El Puente gravel pit

Project summary

The El Puente gravel pit, one of Holcim Spain’s most renowned aggregate facilities from an environmental standpoint, is exceptional by any standard, as it is a model of sustainable growth. Located in the Toledo province south of Madrid, El Puente is also a benchmark in safety and social commitment.

The El Puente gravel pit evidences this commitment, with the restoration process starting in parallel to the mining activity. As the machines extract materials, new work teams are busy on other areas of the site, restoring it to the state it was in before the work began, and even beyond.

Before exploitation started in 1979, the land in and around El Puente was used for agricultural purposes, which means it counted with a basic level of biodiversity. When Holcim took over exploitation in the early 1990s, it worked with an independent biologist on restoration plans to be held in parallel with quarry exploitation. It was then decided to take advantage of the Jarama River running through the grounds to create and enhance wetland environments.

Motivation, objectives and target groups

The team of professionals working in the gravel pit has also been key in making El Puente what it is today. The sum of each and every worker's professionalism and commitment has made it possible for our gravel pit to become one of the best examples of the Holcim way of working. We employ top industry experts in every facet of our operations, and all of them bear in mind the common goal of making this site a safe, profitable and environmentally friendly place to work.


The rehabilitated areas were transformed into a series of habitats with different flora and fauna. The restoration design included different water depths, islands, irregular banks, marshland vegetation, and partial recovery of riverside forests, ensuring natural links to the adjacent riverside and marshy vegetation.

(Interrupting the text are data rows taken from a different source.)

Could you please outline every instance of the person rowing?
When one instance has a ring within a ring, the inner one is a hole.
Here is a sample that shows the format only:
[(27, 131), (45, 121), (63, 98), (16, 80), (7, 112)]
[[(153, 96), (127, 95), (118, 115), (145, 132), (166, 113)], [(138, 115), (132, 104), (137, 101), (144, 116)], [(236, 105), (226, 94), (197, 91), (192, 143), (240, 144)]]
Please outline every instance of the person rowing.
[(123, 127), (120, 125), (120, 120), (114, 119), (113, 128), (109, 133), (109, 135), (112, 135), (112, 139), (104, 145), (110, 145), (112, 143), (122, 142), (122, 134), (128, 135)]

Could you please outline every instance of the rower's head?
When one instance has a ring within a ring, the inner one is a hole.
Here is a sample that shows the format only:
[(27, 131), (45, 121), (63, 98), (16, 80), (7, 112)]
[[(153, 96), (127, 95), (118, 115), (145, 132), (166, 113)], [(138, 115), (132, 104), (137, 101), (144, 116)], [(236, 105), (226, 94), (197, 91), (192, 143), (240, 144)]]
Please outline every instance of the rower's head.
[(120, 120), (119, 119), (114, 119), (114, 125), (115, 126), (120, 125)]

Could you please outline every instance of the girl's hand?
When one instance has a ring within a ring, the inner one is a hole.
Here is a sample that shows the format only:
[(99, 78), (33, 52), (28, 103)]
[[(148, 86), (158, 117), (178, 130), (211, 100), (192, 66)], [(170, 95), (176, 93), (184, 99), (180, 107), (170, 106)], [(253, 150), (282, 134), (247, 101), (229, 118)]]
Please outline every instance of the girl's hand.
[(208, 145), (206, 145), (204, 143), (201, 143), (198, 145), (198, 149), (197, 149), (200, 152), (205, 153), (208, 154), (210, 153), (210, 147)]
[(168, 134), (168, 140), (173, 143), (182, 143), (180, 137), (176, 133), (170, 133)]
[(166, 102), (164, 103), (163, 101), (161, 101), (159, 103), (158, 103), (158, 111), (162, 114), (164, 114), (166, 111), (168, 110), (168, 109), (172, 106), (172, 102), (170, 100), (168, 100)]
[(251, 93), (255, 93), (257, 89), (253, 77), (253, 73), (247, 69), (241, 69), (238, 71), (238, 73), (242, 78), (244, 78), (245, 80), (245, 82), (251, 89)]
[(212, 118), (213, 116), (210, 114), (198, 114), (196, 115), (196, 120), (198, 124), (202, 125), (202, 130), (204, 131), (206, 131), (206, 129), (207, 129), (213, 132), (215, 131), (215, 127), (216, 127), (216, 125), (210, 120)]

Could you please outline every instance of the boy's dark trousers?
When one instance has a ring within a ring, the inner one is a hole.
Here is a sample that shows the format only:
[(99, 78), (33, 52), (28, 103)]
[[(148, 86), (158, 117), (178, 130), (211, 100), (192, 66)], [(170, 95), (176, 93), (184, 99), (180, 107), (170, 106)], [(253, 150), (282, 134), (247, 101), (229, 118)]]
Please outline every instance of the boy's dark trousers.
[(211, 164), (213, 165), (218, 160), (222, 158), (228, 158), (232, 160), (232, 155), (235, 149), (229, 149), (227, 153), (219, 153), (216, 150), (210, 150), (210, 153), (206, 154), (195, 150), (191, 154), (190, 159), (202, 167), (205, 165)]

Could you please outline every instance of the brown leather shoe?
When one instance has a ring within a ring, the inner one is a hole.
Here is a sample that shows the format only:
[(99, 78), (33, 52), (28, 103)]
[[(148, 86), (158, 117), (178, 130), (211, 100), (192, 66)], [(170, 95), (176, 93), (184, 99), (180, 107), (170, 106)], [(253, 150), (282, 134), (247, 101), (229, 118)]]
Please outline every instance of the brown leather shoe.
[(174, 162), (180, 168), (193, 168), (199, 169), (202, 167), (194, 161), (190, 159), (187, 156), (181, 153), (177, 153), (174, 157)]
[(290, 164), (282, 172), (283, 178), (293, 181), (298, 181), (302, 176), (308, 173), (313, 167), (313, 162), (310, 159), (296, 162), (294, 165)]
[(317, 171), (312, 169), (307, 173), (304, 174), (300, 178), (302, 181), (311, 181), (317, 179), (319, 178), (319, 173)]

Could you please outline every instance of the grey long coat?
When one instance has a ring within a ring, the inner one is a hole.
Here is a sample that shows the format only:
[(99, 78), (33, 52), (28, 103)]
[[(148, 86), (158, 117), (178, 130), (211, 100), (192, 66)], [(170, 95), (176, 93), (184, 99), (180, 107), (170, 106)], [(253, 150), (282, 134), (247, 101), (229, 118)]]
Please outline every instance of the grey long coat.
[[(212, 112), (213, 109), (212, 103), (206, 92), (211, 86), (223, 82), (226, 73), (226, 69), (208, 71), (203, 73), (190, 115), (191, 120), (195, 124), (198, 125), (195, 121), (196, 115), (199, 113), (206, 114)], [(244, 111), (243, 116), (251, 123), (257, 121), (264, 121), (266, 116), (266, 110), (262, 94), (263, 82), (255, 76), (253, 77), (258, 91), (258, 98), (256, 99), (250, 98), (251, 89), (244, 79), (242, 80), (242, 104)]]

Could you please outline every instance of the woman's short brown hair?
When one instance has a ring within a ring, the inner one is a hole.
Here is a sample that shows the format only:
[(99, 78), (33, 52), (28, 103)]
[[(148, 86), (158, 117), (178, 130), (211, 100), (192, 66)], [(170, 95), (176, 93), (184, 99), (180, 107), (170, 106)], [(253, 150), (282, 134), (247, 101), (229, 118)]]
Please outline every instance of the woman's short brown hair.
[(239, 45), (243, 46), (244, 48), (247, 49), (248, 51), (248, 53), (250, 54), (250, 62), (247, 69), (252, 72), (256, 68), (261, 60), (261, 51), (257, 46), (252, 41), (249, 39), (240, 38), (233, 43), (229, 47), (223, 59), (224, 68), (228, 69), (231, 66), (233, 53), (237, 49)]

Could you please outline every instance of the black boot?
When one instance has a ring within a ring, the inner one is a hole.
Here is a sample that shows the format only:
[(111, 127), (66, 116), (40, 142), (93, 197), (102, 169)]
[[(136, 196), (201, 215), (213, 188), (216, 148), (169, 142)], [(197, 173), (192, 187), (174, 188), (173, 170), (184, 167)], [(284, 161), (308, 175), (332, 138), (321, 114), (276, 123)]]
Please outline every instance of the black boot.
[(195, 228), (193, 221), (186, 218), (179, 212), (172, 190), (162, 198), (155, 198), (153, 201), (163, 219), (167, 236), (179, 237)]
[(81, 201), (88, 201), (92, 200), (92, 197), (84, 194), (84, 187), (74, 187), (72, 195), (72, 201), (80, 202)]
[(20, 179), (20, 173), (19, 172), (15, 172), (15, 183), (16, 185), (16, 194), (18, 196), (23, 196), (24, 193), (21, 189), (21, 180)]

Attention was given to nesting areas, spaces for feeding, resting, refuge, and areas for monitoring the birds.

Project results

As a result, the rehabilitated areas now have greater environmental quality than before quarrying began, attracting species that were not there at the time when the land was occupied only by agricultural fields. The 180 hectares of land are now home to 200 different bird species, 72 of which are aquatic and four in danger of extinction. In a year, over half of Spain’s usual species can be spotted in the human-made lakes of El Puente, and about 4,300 birds pass through monthly, a record even by international standards.

The restoration effort has received numerous accolades from government and industry. In 2008 it was declared a zone of special protection for birds (ZEPA) by the Government of Castile-La Mancha, under the framework of the Directive on the Conservation of Wild Birds. It went on to receive the Special Biodiversity Award by the Spanish Aggregates Federation (FdA) in 2009 and the UEPG Sustainable Development Special Biodiversity Award in 2010. These awards have a direct positive impact on Holcim’s relations with its stakeholders, and consequently its future license to operate.